Young Adult books are all the rage. Since Harry Potter, and then Twilight, every bookstore I walk into feels like a trip into Limited Too when I was twelve. The YA books are right there, front and center, and often piled on top of toys, games and fashion accessories that teens and tweens just have to have right this second.

Don’t get me wrong. I love sudden wealth of fun, distracting, but not always challenging books that I can read through in a couple of hours. But the magic and the drama and the fact that one of the main characters seems to always be some fantastical creature that doesn’t exist (that we know of…) just doesn’t ring true to me.

Yes, this is where I make some impassioned speech about being barefoot and a school route that was uphill both ways.

Here are five YA books you may have forgotten or just not found yet. Give them a try.

Just as Long as We’re Together

I think I learned to be a teenager from Judy Blume and the various young women she wrote about. These girls went through everything I was going through – or wished I was going through. First dates, getting their licenses, first dances, first kisses – all that stuff that seems like an afterthought (well except the kissing that’s always front and center) in YA books I pick up now. It’s like teenagers are just supposed to know how it all works or learn it from TV.

A Wrinkle in Time

There were evil forces, family members you didn’t always understand and adventure. How could you not love this book? It’s a grand tale of good vs. evil, and the big bad is called The Black Thing. There’s a lot of imagery and illusion in this book that critics equate with Christianity, but when I read it, I just loved the idea of kids taking control and going off to save the world. So cool.

The Dragonriders of Pern series

Dragons. Need I say more? These may be housed in the general sci-fi/fantasy section of the library, but I read them for the first time as a teenager and they were a gateway drug to serialized science fiction. It was fantastic. The main character was young, and female, and kicked major ass. Because she had a dragon. Not that she “had” a dragon, but a dragon imprinted on her and they were a team. Who doesn’t want a dragon??

Sweet Valley High

Before 90210 took us into the glamorous high school halls of California, the Wakefield twins were getting into crazy troubles.
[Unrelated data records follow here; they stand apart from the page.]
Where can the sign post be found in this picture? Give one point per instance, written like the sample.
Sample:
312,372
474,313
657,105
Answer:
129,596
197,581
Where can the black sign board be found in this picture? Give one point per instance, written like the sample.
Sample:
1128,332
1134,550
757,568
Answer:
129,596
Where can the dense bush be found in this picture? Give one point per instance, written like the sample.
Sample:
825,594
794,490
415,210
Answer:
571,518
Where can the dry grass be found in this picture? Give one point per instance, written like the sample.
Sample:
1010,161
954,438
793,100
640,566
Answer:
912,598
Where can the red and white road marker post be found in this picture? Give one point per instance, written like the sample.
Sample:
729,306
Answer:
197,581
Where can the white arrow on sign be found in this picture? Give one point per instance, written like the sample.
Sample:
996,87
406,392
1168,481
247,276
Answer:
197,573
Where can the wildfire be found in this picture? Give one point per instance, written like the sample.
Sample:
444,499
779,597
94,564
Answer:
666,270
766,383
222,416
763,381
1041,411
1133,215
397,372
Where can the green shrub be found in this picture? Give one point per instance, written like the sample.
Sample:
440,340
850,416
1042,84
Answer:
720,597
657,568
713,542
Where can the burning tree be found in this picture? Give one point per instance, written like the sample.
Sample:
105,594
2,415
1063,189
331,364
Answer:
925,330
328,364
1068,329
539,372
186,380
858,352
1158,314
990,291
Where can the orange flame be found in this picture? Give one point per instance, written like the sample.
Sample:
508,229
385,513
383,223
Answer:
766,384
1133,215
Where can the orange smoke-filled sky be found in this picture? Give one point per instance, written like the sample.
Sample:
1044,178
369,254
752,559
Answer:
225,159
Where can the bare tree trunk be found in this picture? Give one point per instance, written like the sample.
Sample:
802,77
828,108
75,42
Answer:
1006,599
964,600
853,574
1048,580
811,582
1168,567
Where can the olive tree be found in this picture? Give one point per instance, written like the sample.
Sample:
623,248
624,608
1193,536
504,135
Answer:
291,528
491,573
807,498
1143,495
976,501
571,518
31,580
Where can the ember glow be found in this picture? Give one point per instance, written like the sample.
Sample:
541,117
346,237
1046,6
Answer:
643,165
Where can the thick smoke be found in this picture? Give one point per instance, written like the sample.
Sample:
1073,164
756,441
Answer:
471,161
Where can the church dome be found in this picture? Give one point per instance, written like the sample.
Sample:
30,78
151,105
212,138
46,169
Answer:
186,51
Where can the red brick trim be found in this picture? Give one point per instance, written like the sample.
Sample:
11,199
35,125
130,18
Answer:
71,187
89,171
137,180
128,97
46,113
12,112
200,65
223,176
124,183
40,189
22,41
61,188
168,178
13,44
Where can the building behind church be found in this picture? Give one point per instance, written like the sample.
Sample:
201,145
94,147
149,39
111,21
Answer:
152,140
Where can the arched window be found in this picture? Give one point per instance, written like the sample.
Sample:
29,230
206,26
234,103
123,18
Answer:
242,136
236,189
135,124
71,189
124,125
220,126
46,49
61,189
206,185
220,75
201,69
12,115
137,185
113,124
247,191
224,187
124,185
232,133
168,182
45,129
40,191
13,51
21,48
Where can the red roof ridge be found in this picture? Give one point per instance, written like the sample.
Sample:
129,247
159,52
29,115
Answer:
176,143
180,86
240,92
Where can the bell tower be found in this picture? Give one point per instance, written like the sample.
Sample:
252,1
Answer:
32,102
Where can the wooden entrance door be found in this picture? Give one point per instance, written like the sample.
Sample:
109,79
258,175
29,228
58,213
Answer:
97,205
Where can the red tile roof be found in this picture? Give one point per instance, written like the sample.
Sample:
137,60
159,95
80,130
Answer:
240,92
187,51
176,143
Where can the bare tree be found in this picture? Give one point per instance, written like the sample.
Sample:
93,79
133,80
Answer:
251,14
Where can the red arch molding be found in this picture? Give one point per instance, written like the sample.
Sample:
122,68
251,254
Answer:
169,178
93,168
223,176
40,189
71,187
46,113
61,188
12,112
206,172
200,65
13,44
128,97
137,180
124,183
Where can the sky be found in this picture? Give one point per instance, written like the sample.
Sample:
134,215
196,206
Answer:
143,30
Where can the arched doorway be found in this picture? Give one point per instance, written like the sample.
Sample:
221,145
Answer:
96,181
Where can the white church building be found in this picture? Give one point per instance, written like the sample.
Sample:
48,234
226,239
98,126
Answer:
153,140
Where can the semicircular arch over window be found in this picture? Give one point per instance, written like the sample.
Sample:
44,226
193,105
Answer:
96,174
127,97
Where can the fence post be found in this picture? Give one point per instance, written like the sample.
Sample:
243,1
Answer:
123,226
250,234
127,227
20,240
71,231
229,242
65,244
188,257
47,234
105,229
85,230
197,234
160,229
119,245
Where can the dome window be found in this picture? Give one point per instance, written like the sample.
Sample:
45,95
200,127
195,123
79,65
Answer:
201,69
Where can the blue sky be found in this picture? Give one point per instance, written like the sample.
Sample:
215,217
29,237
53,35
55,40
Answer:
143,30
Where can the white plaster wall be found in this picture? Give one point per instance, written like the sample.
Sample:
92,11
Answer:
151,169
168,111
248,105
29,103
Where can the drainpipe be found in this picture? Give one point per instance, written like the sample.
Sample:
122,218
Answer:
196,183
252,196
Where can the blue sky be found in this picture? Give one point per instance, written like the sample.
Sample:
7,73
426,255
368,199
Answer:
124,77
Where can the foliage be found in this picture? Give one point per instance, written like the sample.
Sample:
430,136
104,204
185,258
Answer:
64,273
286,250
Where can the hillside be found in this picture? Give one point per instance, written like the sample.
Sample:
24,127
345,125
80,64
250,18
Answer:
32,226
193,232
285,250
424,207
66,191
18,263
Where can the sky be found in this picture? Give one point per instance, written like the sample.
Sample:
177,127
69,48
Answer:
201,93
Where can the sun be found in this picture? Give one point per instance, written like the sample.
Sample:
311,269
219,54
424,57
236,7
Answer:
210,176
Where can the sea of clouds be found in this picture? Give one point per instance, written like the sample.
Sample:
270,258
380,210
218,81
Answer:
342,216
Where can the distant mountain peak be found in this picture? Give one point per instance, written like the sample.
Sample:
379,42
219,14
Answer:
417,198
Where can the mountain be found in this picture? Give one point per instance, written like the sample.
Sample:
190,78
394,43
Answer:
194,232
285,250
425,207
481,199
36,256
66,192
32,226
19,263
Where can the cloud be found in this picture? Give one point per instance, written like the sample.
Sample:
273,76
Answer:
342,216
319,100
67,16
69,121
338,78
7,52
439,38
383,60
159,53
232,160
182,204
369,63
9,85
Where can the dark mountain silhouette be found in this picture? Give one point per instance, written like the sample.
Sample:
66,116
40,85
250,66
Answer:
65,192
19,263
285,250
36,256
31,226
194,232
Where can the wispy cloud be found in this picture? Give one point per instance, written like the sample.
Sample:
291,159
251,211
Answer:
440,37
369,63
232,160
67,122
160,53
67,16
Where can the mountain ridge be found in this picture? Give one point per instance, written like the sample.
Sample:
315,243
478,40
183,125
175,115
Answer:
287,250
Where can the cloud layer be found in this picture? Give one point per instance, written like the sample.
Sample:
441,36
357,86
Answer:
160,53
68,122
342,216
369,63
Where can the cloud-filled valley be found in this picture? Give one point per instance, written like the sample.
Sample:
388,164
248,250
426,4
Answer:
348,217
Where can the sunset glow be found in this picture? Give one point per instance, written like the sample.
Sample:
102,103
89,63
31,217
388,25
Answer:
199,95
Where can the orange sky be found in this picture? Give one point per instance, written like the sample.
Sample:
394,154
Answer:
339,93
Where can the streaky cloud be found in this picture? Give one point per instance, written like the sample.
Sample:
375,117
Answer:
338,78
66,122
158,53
They were beautiful and nice and completely different for all that they were identical twins trying to navigate adolescence. For the younger set, Sweet Valley Twins took readers through their middle school days. And once you read your way through the long, long series of original books, there were all kinds of specials, including mystery sets and past lives sets. It was the best.

Stephen King

Ok. I get it. He’s scary as all get out. And I’m not usually one for guts and gore and horror but Stephen King had a way of getting under your skin and keeping you up at night. I had friends who read their way through everything he had written and then tried to get me to sit down and watch all the movie adaptations with them. (I don’t like scary movies. I don’t know what they were thinking.) I’m not saying they were easy reads but they were approachable and felt just dangerous enough that you probably would get some fierce questioning from parents who caught you with a couple of his books.

So next time you’re on the lookout for something to read in an afternoon or just can’t bring yourself to read yet another paranormal romance novel – because it feels like all the YA books are such now – give one of these a try.